You can run the tests with additional options by setting TEST_OPTS variable. Run all tests after each change is a bit slow, therefore you can limit the tests to a specific test file, example project, or output format. For example:

# run only XML tests
make test TEST_OPTS="-k 'xml'"

# run the simple1 tests
make test TEST_OPTS="-k 'simple1'"

# run the simple1 tests only for XML
make test TEST_OPTS="-k 'xml and simple1'"

To see which tests would be run, add the --collect-only option:

#see which tests would be run
make test TEST_OPTS="--collect-only"

Sometimes during development you need to create reference files for new test or update the current reference files. To do this you have to add --generate_reference or --update-reference option to the TEST_OPTS variable. By default generated output files are automatically removed after test run. To skip this process you can add --skip_clean option the TEST_OPTS. For example:

# run tests and generate references for simple1 example
make test TEST_OPTS="-k 'simple1' --generate_reference"

# run tests and update xml references for simple1 example
make test TEST_OPTS="-k 'xml and simple1' --update_reference"

# run only XML tests and do not remove generated files
make test TEST_OPTS="-k 'xml' --skip_clean"

When the currently generated output reports differ to the reference files you can create a ZIP archive named in the tests directory by using --archive_differences option. Currently in gcovr it is used by AppVeyor CI to create a ZIP file with the differences as an artifact.

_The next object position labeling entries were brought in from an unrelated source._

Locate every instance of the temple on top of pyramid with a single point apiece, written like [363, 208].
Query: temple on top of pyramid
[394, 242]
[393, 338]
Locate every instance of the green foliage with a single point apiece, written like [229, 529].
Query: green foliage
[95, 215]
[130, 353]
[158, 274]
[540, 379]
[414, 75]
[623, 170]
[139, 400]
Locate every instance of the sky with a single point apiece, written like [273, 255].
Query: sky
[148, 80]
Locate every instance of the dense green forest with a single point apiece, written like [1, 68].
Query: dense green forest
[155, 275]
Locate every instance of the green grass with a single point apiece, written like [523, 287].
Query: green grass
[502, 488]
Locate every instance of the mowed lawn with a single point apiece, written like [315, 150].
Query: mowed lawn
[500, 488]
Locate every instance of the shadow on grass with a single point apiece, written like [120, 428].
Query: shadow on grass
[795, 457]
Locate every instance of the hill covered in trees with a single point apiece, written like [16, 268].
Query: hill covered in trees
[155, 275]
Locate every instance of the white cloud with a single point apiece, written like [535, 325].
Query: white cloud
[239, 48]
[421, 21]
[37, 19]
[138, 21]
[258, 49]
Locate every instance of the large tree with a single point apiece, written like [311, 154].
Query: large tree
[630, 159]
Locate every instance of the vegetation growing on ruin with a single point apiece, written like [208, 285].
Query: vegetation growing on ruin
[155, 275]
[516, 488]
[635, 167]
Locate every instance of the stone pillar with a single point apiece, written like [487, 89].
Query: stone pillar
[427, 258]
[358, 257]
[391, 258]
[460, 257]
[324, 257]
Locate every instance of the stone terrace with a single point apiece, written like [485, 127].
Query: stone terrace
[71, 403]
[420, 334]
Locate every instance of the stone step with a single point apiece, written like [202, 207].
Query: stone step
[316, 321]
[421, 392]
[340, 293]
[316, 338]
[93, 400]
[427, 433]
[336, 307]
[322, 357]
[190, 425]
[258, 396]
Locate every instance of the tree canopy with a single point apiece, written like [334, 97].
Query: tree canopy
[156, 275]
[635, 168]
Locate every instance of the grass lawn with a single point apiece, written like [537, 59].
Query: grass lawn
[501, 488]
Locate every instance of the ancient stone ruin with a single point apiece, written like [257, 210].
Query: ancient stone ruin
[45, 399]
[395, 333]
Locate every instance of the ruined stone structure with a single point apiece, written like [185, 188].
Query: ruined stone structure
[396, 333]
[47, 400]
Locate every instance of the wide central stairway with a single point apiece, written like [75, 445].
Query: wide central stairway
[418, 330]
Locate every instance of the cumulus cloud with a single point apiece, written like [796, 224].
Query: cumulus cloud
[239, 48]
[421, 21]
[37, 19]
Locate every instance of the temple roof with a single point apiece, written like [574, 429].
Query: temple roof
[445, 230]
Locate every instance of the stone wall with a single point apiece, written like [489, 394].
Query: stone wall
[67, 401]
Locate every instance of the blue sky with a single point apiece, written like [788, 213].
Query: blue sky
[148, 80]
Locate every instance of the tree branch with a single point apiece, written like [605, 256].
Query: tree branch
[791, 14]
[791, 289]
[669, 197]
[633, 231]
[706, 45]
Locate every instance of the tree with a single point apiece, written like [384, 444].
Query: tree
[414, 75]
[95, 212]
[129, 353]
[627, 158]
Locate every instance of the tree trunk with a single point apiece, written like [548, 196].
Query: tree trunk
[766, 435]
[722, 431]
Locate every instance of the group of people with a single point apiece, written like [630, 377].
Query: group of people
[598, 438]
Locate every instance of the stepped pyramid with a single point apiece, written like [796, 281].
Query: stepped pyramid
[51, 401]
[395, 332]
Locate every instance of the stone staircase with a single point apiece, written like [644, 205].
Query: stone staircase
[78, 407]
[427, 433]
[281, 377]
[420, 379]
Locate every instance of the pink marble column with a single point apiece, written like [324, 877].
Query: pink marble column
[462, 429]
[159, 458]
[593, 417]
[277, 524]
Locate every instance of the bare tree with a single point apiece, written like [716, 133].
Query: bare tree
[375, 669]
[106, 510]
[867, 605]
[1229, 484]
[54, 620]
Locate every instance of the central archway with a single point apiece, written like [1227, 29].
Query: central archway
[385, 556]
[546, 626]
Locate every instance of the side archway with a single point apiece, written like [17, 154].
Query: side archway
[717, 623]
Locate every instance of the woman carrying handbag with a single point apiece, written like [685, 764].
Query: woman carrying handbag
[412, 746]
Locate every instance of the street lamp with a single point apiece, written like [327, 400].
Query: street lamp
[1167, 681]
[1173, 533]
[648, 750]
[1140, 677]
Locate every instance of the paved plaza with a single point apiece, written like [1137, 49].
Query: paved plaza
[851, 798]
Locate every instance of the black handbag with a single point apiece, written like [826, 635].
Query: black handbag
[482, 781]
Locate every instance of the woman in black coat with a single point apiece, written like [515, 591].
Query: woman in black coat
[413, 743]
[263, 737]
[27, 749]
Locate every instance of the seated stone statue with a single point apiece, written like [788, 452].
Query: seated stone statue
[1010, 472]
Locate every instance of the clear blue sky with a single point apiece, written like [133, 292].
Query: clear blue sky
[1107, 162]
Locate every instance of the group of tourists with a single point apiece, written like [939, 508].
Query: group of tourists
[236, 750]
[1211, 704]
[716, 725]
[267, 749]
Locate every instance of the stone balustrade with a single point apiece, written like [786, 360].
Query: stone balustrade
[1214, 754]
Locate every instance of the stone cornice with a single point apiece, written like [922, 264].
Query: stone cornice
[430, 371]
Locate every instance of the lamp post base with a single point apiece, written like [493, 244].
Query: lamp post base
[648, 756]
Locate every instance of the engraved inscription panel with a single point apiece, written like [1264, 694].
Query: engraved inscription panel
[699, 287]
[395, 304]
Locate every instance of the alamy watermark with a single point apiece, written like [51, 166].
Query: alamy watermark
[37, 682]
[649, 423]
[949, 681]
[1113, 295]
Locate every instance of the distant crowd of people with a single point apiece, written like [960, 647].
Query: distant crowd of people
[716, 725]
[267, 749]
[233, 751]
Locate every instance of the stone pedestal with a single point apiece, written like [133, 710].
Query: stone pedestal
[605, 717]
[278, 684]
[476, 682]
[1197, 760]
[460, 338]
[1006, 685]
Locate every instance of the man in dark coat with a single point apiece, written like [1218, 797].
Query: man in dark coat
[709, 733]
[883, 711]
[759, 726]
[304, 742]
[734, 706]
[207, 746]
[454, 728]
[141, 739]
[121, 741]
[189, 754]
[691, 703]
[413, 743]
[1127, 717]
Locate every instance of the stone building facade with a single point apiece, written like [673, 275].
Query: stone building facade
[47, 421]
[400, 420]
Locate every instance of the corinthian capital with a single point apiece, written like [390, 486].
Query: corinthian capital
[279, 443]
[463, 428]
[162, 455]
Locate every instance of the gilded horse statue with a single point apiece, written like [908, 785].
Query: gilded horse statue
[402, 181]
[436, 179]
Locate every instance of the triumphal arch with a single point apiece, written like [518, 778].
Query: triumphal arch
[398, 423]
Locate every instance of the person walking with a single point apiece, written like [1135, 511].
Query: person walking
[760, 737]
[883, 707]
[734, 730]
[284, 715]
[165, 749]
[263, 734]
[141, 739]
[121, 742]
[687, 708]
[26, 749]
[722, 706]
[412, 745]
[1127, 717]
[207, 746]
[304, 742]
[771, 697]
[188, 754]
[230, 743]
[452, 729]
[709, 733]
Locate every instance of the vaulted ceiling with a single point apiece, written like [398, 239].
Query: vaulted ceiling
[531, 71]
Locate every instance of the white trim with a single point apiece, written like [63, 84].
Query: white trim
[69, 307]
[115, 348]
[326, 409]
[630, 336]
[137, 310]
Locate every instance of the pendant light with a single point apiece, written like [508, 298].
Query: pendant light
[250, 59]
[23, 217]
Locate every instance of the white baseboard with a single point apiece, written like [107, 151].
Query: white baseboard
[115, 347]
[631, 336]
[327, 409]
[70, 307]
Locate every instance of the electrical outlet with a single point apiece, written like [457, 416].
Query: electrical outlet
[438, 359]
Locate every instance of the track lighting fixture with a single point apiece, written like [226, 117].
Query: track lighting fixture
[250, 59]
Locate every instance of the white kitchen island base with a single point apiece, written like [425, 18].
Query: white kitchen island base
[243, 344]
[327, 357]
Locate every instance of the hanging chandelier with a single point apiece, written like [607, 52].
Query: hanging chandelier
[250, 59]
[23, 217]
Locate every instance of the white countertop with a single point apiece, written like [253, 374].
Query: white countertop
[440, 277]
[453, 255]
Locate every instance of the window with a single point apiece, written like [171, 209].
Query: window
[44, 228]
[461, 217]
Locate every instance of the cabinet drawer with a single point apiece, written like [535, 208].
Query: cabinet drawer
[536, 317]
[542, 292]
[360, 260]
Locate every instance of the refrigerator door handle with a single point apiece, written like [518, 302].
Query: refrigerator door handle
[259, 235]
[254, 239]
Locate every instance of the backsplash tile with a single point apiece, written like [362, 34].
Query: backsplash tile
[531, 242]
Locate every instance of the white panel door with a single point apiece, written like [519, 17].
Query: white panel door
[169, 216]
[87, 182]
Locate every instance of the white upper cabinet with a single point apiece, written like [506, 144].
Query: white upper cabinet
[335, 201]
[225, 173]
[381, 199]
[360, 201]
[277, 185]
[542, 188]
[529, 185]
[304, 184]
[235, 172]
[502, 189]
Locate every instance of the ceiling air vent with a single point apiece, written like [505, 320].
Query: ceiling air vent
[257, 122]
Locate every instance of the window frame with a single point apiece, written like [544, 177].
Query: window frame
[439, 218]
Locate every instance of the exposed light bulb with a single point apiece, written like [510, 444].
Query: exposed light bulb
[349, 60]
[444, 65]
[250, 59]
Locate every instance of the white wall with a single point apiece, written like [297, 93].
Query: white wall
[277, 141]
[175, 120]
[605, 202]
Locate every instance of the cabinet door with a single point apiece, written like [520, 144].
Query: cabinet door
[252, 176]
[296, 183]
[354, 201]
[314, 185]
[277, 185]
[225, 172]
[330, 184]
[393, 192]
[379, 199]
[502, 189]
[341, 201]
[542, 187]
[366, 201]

# run tests and generate a ZIP archive when there were differences
make test TEST_OPTS="--archive_differences"

New in version NEXT: Added test options --generate_reference, --update_reference, --skip_clean, ‘--archive_differences’ and changed way to call tests only by make test.

Run tests with Docker

If you can’t set up a toolchain locally, you can run the QA process via Docker. First, build the container image:

make docker-qa-build

# or:

docker build --tag gcovr-qa --file admin/ .

Then, run the container, which executes make qa within the container:

make docker-qa

# or:

docker run --rm -v `pwd`:/gcovr gcovr-qa

Become a gcovr developer

After you’ve contributed a bit (whether with discussions, documentation, or code), consider becoming a gcovr developer. As a developer, you can:

  • manage issues and pull requests (label and close them)
  • review pull requests (a developer must approve each PR before it can be merged)
  • participate in votes

Just open an issue that you’re interested, and we’ll have a quick vote.